A picture is worth a thousand words
This is a simple, effective and engaging activity to introduce and revise vocabulary. It’s also a good activity to practise describing pictures using language for speculation, a task students face in many speaking exams. This is how I use these pictures with older children, teenagers and adults.
1. Choose a set of words you want to introduce or revise.
2. Take a close-up photograph that shows only part of the image.
3. Take another photograph that shows the whole image.
4. Arrange the students in pairs or 3s.
5. Show the students the close-up photographs.
6. Number the pictures.
7. Get them to guess what they are for a few minutes.
8. Write on the board: Language for speculation and elicit some examples from the class. Then add some more examples. E.g. It could be … It might be… It looks like… I suppose it might be… Maybe it’s… It must be… I suppose it’s… My guess is that it’s…I imagine that it’s… I bet it’s…
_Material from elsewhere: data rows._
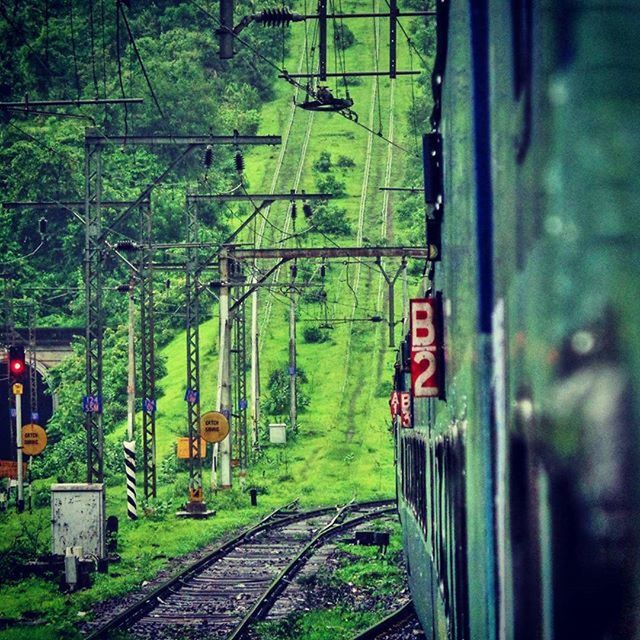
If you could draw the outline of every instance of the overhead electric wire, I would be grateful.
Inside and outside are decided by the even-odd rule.
[[[93,75],[93,88],[95,91],[96,100],[100,97],[100,90],[98,89],[98,74],[96,73],[96,37],[95,37],[95,25],[93,21],[93,0],[89,0],[89,41],[91,43],[91,72]],[[105,96],[106,97],[106,96]]]
[[[371,0],[371,10],[373,13],[376,11],[376,0]],[[382,94],[380,92],[380,76],[377,75],[380,70],[380,44],[378,42],[378,19],[374,18],[372,22],[373,26],[373,63],[376,71],[376,98],[378,100],[378,134],[382,133]]]
[[[71,53],[73,55],[73,69],[76,80],[76,94],[78,100],[80,100],[80,74],[78,73],[78,56],[76,54],[76,36],[75,28],[73,25],[73,0],[69,0],[69,26],[71,27]]]
[[[156,92],[154,91],[153,85],[151,84],[151,79],[149,78],[149,74],[147,73],[147,70],[144,66],[144,62],[142,61],[142,56],[140,55],[140,51],[138,50],[138,45],[136,44],[136,40],[133,37],[133,33],[131,32],[131,27],[129,26],[129,20],[127,19],[124,9],[122,8],[122,1],[116,0],[116,3],[117,3],[118,10],[120,11],[120,15],[122,15],[122,18],[124,20],[124,26],[127,28],[127,33],[129,34],[129,41],[131,42],[131,46],[133,47],[134,53],[136,54],[136,58],[138,59],[140,68],[142,69],[142,74],[144,75],[144,79],[147,82],[147,87],[149,88],[149,92],[151,93],[153,102],[156,105],[156,108],[158,109],[158,113],[160,114],[162,119],[165,120],[166,116],[164,115],[164,111],[162,111],[162,107],[158,102],[158,97],[156,96]]]
[[[213,20],[220,27],[221,30],[228,31],[236,40],[238,40],[238,42],[240,42],[240,44],[242,44],[245,47],[247,47],[248,49],[250,49],[261,60],[263,60],[270,67],[273,67],[276,71],[278,71],[278,73],[281,74],[289,84],[293,85],[294,87],[297,87],[298,89],[301,89],[302,91],[304,91],[307,95],[309,95],[311,97],[314,97],[314,98],[316,97],[312,92],[310,92],[308,86],[305,87],[302,84],[300,84],[297,80],[295,80],[294,78],[290,78],[288,73],[287,73],[287,71],[286,71],[286,69],[282,69],[275,62],[273,62],[272,60],[269,60],[269,58],[267,58],[264,54],[262,54],[256,47],[254,47],[252,44],[247,42],[244,38],[241,38],[237,33],[234,33],[233,29],[230,29],[226,25],[223,25],[215,15],[213,15],[212,13],[210,13],[209,11],[204,9],[195,0],[188,0],[188,2],[191,3],[192,5],[194,5],[200,11],[202,11],[209,18],[211,18],[211,20]],[[394,147],[397,147],[401,151],[404,151],[405,153],[408,153],[409,155],[413,155],[413,156],[417,155],[416,153],[410,151],[406,147],[403,147],[402,145],[398,144],[397,142],[394,142],[393,140],[389,140],[384,135],[382,135],[380,132],[374,131],[373,129],[371,129],[367,125],[362,124],[362,122],[359,122],[358,120],[354,119],[353,116],[356,115],[356,114],[353,111],[349,111],[348,113],[344,113],[343,111],[334,111],[334,113],[337,113],[337,114],[341,115],[346,120],[349,120],[349,122],[353,122],[355,125],[359,126],[360,128],[364,129],[365,131],[368,131],[369,133],[372,133],[373,135],[378,136],[379,138],[381,138],[382,140],[384,140],[388,144],[392,144]],[[350,115],[351,115],[351,117],[350,117]]]
[[[0,2],[0,14],[2,14],[2,17],[5,19],[5,21],[9,24],[9,26],[13,27],[13,30],[16,33],[20,33],[23,31],[23,29],[21,29],[8,15],[7,12],[5,11],[5,8],[2,5],[2,2]],[[47,25],[48,25],[48,21],[47,21]],[[47,34],[48,34],[48,29],[47,29]],[[48,35],[47,35],[47,41],[48,42]],[[29,49],[29,51],[32,53],[35,61],[42,66],[43,69],[45,69],[47,71],[47,73],[49,74],[50,77],[55,77],[57,78],[58,76],[53,73],[53,71],[51,70],[51,67],[38,55],[38,53],[34,50],[34,48],[25,40],[24,41],[24,46],[27,47],[27,49]]]
[[[118,63],[118,82],[120,84],[120,93],[125,97],[124,82],[122,80],[122,51],[120,49],[120,9],[116,2],[116,61]],[[129,109],[124,104],[124,138],[125,141],[129,135]]]
[[[387,7],[389,8],[389,10],[391,10],[391,5],[389,4],[389,0],[384,0],[384,1]],[[419,49],[416,47],[416,45],[414,44],[409,34],[406,32],[404,26],[402,25],[402,22],[400,22],[400,18],[396,19],[396,24],[400,27],[400,31],[402,31],[402,33],[404,34],[404,37],[406,38],[407,44],[409,45],[409,47],[416,52],[416,55],[418,56],[418,58],[420,58],[420,62],[422,62],[422,66],[426,68],[428,66],[426,60],[422,57],[422,54],[420,53]]]

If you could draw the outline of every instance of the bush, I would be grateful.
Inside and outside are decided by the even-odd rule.
[[[297,399],[298,413],[302,413],[309,406],[309,396],[304,393],[302,386],[306,384],[307,376],[303,369],[298,368]],[[285,416],[289,413],[289,369],[280,366],[271,372],[267,384],[267,397],[262,408],[270,416]]]
[[[340,198],[347,193],[345,183],[330,173],[317,178],[316,185],[320,193],[331,193],[334,198]]]
[[[349,156],[340,156],[336,164],[342,169],[352,169],[356,166],[356,163]]]
[[[305,342],[326,342],[329,339],[329,334],[326,330],[320,327],[305,327],[302,330],[302,337]]]
[[[347,210],[335,205],[322,205],[313,214],[313,224],[320,233],[348,236],[351,225],[347,220]]]
[[[333,37],[336,43],[336,48],[339,51],[344,51],[350,46],[355,44],[356,37],[353,35],[353,31],[347,27],[346,24],[338,23],[333,29]]]
[[[328,151],[323,151],[318,159],[313,163],[313,170],[319,173],[327,173],[331,171],[333,163],[331,162],[331,154]]]

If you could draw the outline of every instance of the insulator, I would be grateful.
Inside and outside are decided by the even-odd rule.
[[[205,169],[211,169],[211,165],[213,164],[213,147],[210,144],[205,147],[202,164]]]
[[[300,22],[304,17],[292,13],[287,7],[277,7],[274,9],[263,9],[254,16],[254,21],[263,24],[265,27],[282,27],[292,22]]]
[[[118,251],[137,251],[140,248],[133,240],[120,240],[113,246]]]
[[[244,171],[244,156],[240,151],[236,153],[236,171],[242,173]]]

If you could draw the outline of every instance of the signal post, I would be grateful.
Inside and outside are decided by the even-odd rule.
[[[24,470],[22,468],[22,381],[26,371],[24,347],[9,347],[9,382],[16,404],[16,461],[18,465],[18,512],[24,511]]]

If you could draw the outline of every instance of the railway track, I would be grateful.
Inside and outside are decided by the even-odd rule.
[[[352,640],[405,640],[424,638],[411,600]]]
[[[326,540],[387,515],[393,501],[292,511],[289,504],[213,550],[109,621],[88,640],[246,637]],[[350,514],[353,517],[347,516]]]

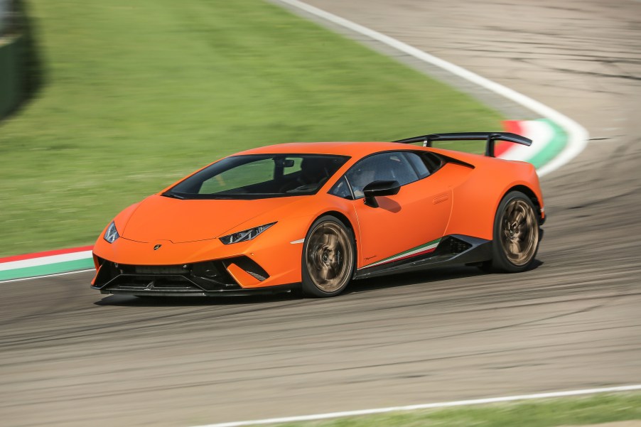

9. Get the students to speculate about the photographs in their small groups again. This time ask them to use the language on the board.
10. Point to the first close-up photograph and get some ideas from the class. Make sure they’re using the target language.
T: Look at photograph number one. What do you think it is?
S1: I think it might be a notebook.
T: What makes you say that?
S1: It looks like the spiral of a notebook.
S2: I don’t think it’s a notebook. It looks like some paper clips to me.
T: What about the rest of the class. What do you think it is?
11. Show them the whole image.
12. Continue with the rest of the photographs.
Tips
1. Ask the students to take some photographs for the rest of the class to guess. They can send them to you so that you can show them in the next class or if you have a Whatsapp group they can send them to the group.
2. Notice that in this lesson we used the sandwich technique:
You let the students discuss the images using their own language.
Then you teach them the target language (language for speculation).
Finally, they do the activity again but this time using the target language.
When you use this technique you can ask them to compare the first time they discussed the images and the second time.
3. You can use this activity with Very Young Learners too. You just have to use images they recognise and are relevant to them.